Militants opened fire on fleeing hostages and security forces returned fire. Once the hostage-takers sought to escape, Russian officials apparently made the decision to storm the building.

The militants had reportedly threatened to blow up the building if authorities tried to storm it, but all indications suggested the explosions began before the assault. Russian officials repeatedly said they were not planning to invade and had earlier won the release of 26 hostages through negotiations.

The hostage takers’ identities were murky. Lev Dzugayev, a North Ossetian official, said the attackers might be from Chechnya or Ingushetia. Law enforcement sources in North Ossetia and Ingushetia, speaking on condition of anonymity, said the attackers were believed to include Chechens, Ingush, Russians and a North Ossetian suspected of participating in the Ingushetia violence.

Insurgents fought an earlier war for Chechen independence, a conflict that ended in stalemate. In the years since, the rebels and their sympathizers have increasingly taken to assaults and attacks outside the tiny republic.

Negotiators said the hostage-takers had repeatedly refused offers of food and water througout the standoff.

“They are very cruel people, we are facing a ruthless enemy,” said Leonid Roshal, a pediatrician involved in the negotiations. “I talked with them many times on my cell phone, but every time I ask to give food, water and medicine to the hostages they refuse my request.”

The school seizure came a day after a suspected Chechen suicide bomber blew herself up outside a Moscow subway station, killing nine people, and just over a week after 90 people died in two plane crashes that are suspected to have been blown up by bombers also linked to Chechnya.

In a 2002 theater raid in Moscow, Chechen rebels took about 800 hostages during a performance, a standoff that ended after a knockout gas was pumped into the building, debilitating the captors but causing almost all of the 129 hostage deaths.

There were conflicting reports of the number of hostages being held at the school.
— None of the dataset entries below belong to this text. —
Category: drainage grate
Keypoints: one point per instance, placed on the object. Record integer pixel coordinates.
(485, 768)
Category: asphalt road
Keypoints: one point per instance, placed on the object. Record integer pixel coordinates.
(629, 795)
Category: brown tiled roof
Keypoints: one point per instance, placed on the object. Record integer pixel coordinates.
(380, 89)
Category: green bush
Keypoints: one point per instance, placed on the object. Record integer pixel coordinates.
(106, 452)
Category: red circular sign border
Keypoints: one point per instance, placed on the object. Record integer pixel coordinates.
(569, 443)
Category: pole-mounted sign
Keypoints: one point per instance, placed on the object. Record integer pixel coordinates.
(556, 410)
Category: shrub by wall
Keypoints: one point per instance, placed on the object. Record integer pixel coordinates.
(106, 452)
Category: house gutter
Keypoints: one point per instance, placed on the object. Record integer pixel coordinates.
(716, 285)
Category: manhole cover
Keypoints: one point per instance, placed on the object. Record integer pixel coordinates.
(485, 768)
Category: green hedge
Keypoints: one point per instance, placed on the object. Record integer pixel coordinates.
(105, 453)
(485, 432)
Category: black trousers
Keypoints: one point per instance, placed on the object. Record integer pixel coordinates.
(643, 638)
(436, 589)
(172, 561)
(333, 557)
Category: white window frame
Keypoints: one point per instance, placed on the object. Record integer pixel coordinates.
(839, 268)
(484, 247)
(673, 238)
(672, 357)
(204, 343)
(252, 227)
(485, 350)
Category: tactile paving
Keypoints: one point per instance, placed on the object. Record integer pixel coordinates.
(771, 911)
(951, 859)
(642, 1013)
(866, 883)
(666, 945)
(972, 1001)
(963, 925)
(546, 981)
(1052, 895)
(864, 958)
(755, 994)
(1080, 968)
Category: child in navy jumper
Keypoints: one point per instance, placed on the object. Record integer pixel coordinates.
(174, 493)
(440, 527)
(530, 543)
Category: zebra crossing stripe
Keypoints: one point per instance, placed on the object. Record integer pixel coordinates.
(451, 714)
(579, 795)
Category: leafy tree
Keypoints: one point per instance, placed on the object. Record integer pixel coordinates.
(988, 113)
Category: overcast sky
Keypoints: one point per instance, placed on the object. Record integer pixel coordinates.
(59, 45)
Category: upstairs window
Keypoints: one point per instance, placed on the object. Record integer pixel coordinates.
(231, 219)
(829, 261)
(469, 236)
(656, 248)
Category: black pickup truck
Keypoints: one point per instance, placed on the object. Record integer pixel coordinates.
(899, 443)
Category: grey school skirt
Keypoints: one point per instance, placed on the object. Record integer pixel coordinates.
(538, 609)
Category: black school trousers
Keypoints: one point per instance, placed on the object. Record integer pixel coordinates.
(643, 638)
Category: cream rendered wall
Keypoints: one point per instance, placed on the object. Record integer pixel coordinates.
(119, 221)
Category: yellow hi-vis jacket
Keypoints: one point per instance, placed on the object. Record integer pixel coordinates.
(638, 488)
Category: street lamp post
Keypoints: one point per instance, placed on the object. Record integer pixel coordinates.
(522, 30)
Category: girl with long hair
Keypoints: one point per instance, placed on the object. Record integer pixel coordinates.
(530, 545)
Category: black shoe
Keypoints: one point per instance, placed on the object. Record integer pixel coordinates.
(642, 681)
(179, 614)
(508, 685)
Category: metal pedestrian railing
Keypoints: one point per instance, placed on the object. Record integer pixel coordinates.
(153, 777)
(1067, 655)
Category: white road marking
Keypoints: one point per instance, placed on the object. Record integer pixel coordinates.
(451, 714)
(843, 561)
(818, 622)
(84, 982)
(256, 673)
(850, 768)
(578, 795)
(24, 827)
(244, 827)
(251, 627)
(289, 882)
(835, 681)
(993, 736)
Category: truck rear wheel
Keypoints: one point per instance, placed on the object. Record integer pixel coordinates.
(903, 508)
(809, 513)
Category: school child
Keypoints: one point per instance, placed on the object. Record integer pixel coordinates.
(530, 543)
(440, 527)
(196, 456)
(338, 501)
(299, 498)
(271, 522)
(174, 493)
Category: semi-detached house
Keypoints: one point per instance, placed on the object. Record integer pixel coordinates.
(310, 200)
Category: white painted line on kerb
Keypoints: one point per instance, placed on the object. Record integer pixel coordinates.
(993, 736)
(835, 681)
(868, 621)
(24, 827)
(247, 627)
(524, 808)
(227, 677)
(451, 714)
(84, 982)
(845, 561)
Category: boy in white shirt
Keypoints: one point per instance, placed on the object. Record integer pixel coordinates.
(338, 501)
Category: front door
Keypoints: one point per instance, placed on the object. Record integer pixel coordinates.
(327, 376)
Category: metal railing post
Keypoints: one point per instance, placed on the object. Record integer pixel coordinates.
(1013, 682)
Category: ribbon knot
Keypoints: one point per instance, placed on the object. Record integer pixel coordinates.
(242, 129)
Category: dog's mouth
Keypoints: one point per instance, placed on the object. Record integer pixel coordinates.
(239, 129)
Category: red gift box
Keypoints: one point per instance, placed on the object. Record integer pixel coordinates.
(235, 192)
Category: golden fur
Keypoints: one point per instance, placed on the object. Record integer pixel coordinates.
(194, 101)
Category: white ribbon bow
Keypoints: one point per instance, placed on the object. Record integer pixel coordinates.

Officials had initially said about 350 – but some freed hostages among a small group freed Thursday put the number at about 1,500.

Women escaping the building were seen fainting and others, some covered in blood, were carried away on stretchers. After the escape, commandos assaulted the building.

On Thursday, the militants had freed about 26 hostages, all women and children.

President Vladimir Putin had said that everything possible would be done to end the “horrible” crisis and save the lives of the children.